One example of the outputting implicit audio narration is provided below.
Timestamp: Friday, October 28th, 2016
Sender: Frank, <frank@example.com>
Receiver: you, Carol Smith <carol@example.com>, Jim <jim@example.com>, Arnold <Arnold@example.com>, Bob <bob@example.com>
Subject: Meet for lunch today?
Message body: Hey all, who is interested in going out to lunch today?
The narration information generated from the various fields associated with the email shown above in Example A are as follows:
Time: On Friday (assuming the time stamp is within the last 7 days)
Sender: Frank
Verb: asked
Direct object: none
Subject: “Meet for lunch today”
The implicit audio narration information that may be generated for the above email is given below:
On Friday, Frank asked, “Meet for lunch today?”
In one example, the input device 104 may be used to move a cursor within the implicit narration information “On Friday, Frank asked, “Meet for lunch Today?” to select a portion of the implicit narration information for replay.

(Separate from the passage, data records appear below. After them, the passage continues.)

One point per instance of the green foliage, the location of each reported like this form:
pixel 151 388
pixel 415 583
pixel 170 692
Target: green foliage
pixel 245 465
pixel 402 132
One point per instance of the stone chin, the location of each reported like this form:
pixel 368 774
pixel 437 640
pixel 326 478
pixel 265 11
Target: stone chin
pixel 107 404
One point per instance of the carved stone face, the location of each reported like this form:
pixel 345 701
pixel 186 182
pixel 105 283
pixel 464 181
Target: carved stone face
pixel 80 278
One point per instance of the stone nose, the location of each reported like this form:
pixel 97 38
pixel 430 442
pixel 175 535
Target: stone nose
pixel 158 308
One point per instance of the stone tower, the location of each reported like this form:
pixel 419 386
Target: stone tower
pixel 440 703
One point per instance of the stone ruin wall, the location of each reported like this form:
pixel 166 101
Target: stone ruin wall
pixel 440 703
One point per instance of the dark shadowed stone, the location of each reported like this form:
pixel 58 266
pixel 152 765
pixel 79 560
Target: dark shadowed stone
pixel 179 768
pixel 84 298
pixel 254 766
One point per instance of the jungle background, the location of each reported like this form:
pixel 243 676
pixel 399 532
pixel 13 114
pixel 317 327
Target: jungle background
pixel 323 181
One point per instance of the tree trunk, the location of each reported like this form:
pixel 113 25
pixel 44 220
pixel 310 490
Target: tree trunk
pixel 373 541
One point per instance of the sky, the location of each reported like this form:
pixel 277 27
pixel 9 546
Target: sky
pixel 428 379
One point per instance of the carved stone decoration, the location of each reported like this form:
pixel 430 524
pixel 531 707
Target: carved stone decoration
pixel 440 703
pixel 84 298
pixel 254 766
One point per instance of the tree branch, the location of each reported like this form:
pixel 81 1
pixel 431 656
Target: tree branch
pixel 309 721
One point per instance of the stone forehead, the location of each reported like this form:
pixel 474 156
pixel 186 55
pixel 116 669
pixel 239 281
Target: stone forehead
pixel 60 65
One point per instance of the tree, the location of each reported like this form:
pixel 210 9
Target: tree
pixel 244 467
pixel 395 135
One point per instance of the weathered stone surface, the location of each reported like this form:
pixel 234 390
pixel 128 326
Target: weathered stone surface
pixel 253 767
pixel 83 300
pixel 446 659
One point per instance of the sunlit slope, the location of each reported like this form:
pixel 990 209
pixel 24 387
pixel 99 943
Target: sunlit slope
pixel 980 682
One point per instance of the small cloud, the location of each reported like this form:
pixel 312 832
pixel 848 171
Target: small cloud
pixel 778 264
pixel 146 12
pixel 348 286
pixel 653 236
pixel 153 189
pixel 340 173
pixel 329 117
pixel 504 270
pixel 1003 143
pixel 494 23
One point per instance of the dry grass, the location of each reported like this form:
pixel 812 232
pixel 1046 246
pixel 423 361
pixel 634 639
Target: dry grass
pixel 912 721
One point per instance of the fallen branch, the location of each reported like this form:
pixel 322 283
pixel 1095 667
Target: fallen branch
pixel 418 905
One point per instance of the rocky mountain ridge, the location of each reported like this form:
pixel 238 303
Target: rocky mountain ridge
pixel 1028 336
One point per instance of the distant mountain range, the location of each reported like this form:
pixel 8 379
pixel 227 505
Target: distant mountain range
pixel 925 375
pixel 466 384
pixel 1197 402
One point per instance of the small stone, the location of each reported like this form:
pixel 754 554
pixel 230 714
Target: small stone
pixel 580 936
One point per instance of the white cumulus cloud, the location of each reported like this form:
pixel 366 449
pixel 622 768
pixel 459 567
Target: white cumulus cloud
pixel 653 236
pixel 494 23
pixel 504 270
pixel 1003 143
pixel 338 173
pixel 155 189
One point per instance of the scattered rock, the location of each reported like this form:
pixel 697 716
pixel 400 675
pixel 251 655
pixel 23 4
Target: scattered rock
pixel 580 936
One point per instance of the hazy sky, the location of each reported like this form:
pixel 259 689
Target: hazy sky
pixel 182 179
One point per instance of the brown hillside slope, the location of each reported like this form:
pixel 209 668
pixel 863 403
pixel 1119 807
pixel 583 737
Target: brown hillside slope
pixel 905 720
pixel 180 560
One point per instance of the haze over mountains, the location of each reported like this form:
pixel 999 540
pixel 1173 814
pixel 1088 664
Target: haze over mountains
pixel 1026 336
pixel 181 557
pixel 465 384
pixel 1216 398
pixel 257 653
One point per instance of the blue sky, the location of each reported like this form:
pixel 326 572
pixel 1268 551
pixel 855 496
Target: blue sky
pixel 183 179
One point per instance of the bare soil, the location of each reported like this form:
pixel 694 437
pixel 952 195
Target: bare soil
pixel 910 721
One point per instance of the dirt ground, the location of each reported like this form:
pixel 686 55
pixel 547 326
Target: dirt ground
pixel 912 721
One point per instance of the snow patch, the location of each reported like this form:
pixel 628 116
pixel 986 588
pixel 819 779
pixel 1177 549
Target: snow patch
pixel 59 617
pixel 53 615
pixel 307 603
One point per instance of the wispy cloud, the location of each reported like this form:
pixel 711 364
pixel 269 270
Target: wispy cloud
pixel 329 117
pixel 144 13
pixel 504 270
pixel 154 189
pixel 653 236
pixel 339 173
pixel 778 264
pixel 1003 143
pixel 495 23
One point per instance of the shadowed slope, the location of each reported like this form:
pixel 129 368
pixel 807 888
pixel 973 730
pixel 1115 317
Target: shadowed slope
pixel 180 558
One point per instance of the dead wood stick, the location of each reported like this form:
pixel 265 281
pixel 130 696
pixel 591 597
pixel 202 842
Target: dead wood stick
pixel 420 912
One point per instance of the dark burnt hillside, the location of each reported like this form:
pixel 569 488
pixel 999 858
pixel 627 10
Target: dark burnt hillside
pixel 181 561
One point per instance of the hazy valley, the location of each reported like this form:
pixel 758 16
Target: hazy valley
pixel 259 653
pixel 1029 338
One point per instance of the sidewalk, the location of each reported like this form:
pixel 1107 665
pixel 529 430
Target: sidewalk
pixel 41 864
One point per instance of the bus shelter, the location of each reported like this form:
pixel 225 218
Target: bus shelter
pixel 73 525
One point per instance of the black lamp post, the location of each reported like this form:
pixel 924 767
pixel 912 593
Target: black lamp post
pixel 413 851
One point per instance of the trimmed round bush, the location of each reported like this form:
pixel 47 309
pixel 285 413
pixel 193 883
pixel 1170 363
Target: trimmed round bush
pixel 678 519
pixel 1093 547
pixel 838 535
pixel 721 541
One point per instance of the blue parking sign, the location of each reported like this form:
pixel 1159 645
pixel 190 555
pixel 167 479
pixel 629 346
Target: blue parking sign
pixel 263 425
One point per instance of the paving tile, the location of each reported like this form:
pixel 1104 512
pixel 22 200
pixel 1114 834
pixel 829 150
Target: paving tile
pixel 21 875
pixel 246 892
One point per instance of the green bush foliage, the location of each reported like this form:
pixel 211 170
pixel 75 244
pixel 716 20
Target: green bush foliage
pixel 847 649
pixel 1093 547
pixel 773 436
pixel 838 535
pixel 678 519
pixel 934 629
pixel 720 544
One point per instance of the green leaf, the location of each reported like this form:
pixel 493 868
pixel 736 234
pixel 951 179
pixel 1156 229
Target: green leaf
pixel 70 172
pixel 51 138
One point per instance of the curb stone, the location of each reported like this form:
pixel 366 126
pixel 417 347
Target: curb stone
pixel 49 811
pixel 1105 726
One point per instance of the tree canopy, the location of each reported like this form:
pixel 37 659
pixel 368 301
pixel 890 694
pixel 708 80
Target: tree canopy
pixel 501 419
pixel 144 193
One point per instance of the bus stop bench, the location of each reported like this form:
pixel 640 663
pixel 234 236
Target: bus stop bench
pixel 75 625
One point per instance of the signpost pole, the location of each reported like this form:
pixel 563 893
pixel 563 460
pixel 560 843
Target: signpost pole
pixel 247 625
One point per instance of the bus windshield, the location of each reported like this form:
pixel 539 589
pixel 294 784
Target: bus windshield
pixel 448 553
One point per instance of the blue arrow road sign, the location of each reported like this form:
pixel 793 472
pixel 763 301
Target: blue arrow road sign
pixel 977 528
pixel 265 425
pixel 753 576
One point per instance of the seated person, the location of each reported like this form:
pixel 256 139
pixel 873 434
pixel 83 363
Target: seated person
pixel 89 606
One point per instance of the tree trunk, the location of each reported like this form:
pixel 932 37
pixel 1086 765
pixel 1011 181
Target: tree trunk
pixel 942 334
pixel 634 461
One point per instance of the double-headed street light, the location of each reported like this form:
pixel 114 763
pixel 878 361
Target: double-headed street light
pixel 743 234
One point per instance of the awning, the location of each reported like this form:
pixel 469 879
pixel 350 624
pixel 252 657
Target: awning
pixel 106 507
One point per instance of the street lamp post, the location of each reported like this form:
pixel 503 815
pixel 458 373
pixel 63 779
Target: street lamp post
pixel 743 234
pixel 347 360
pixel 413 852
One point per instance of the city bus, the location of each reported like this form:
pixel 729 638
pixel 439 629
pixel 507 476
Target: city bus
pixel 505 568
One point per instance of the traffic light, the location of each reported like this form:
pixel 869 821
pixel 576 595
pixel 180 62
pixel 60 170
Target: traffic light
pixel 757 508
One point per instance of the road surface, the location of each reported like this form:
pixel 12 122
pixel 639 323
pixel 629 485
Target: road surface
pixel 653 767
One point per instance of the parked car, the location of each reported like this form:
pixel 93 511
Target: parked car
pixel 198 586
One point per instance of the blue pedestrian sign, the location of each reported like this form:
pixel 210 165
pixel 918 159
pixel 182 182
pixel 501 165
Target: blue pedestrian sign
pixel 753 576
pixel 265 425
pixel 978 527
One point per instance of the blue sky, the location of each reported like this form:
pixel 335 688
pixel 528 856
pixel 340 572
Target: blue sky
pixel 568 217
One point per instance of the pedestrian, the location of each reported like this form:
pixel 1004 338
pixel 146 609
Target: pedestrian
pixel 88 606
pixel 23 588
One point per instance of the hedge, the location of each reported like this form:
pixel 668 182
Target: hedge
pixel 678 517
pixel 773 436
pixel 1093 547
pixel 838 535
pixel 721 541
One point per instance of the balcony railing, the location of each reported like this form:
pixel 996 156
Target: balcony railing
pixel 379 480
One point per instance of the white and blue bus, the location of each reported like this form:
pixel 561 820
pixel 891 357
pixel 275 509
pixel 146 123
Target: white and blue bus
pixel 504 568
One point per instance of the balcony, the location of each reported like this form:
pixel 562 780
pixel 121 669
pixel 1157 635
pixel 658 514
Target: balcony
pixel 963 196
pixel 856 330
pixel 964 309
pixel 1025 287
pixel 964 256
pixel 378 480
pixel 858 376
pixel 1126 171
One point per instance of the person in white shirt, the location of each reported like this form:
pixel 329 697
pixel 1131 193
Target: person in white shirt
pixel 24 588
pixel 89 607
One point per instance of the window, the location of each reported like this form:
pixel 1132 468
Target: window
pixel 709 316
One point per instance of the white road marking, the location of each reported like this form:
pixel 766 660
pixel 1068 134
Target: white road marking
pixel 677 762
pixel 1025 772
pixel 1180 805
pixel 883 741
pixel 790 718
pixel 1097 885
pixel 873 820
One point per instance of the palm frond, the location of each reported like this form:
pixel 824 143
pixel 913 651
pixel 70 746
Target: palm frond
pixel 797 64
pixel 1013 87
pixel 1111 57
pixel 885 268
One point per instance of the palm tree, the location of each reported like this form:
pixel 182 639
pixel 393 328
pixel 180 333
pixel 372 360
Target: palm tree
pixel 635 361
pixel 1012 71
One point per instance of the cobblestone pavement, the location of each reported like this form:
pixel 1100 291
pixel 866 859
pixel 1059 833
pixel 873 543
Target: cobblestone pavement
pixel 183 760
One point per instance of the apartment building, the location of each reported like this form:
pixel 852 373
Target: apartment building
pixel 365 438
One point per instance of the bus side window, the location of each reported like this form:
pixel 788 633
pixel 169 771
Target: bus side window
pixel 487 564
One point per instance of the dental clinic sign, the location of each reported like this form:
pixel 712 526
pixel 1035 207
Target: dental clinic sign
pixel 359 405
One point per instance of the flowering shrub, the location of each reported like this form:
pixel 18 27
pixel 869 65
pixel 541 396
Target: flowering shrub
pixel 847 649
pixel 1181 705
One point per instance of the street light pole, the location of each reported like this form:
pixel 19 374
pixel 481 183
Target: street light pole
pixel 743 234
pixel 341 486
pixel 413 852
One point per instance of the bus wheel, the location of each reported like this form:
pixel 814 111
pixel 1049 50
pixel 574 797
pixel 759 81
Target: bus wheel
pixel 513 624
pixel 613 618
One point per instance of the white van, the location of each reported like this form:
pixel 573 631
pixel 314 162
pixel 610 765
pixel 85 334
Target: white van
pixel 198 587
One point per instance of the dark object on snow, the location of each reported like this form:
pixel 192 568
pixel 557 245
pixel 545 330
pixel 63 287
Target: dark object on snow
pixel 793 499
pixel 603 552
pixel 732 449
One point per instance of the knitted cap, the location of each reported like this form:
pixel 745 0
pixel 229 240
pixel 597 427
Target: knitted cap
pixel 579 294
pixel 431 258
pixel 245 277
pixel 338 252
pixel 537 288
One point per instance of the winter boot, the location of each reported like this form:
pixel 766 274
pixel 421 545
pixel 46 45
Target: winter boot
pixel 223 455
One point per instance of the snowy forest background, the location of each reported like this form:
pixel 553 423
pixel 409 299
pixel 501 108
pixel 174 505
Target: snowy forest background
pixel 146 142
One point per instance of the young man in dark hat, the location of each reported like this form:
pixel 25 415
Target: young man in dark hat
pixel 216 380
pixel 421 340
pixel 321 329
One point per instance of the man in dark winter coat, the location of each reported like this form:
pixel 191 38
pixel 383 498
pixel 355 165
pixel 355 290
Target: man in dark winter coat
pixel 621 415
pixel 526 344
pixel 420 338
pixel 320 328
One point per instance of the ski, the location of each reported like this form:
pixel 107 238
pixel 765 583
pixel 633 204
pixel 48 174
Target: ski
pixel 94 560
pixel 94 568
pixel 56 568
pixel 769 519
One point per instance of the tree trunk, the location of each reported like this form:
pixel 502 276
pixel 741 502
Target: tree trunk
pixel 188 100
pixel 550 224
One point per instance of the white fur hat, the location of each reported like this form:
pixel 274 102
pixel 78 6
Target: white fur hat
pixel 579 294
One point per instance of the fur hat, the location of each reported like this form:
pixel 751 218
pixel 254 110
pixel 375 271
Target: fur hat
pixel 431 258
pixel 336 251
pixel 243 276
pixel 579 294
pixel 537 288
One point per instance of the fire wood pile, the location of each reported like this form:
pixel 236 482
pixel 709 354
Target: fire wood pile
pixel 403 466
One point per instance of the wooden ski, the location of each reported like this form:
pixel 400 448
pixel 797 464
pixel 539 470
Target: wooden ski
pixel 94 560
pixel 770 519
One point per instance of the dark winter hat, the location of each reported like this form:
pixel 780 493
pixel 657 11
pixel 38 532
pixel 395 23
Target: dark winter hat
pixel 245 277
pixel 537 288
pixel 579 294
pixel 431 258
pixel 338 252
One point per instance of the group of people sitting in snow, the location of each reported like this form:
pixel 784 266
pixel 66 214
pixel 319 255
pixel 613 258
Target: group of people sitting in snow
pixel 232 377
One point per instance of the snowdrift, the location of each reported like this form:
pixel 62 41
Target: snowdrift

In some embodiments, software described herein may be executed by a server, and a user may access and interact with the software application using a portable communication device. Also, in some embodiments, functionality provided by the software application as described above may be distributed between a software application executed by a user's portable communication device and a software application executed by another electronic process or device (for example, a server) external to the portable communication device. For example, a user can execute a software application (for example, a mobile application) installed on his or her smart device, which may be configured to communicate with another software application installed on a server.
In the foregoing specification, specific embodiments have been described. However, one of ordinary skill in the art appreciates that various modifications and changes may be made without departing from the scope of the invention as set forth in the claims below. Accordingly, the specification and figures are to be regarded in an illustrative rather than a restrictive sense, and all such modifications are intended to be included within the scope of present teachings.
Moreover in this document, relational terms such as first and second, top and bottom, and the like may be used solely to distinguish one entity or action from another entity or action without necessarily requiring or implying any actual such relationship or order between such entities or actions. The terms “comprises,” “comprising,” “has,” “having,” “includes,” “including,” “contains,” “containing” or any other variation thereof, are intended to cover a non-exclusive inclusion, such that a process, method, article, or apparatus that comprises, has, includes, contains a list of elements does not include only those elements but may include other elements not expressly listed or inherent to such process, method, article, or apparatus. An element proceeded by “comprises . . . a,” “has . . . a,” “includes . . . a,” or “contains . . . a” does not, without more constraints, preclude the existence of additional identical elements in the process, method, article, or apparatus that comprises, has, includes, contains the element. The terms “a” and “an” are defined as one or more unless explicitly stated otherwise herein. A device or structure that is “configured” in a certain way is configured in at least that way, but may also be configured in ways that are not listed.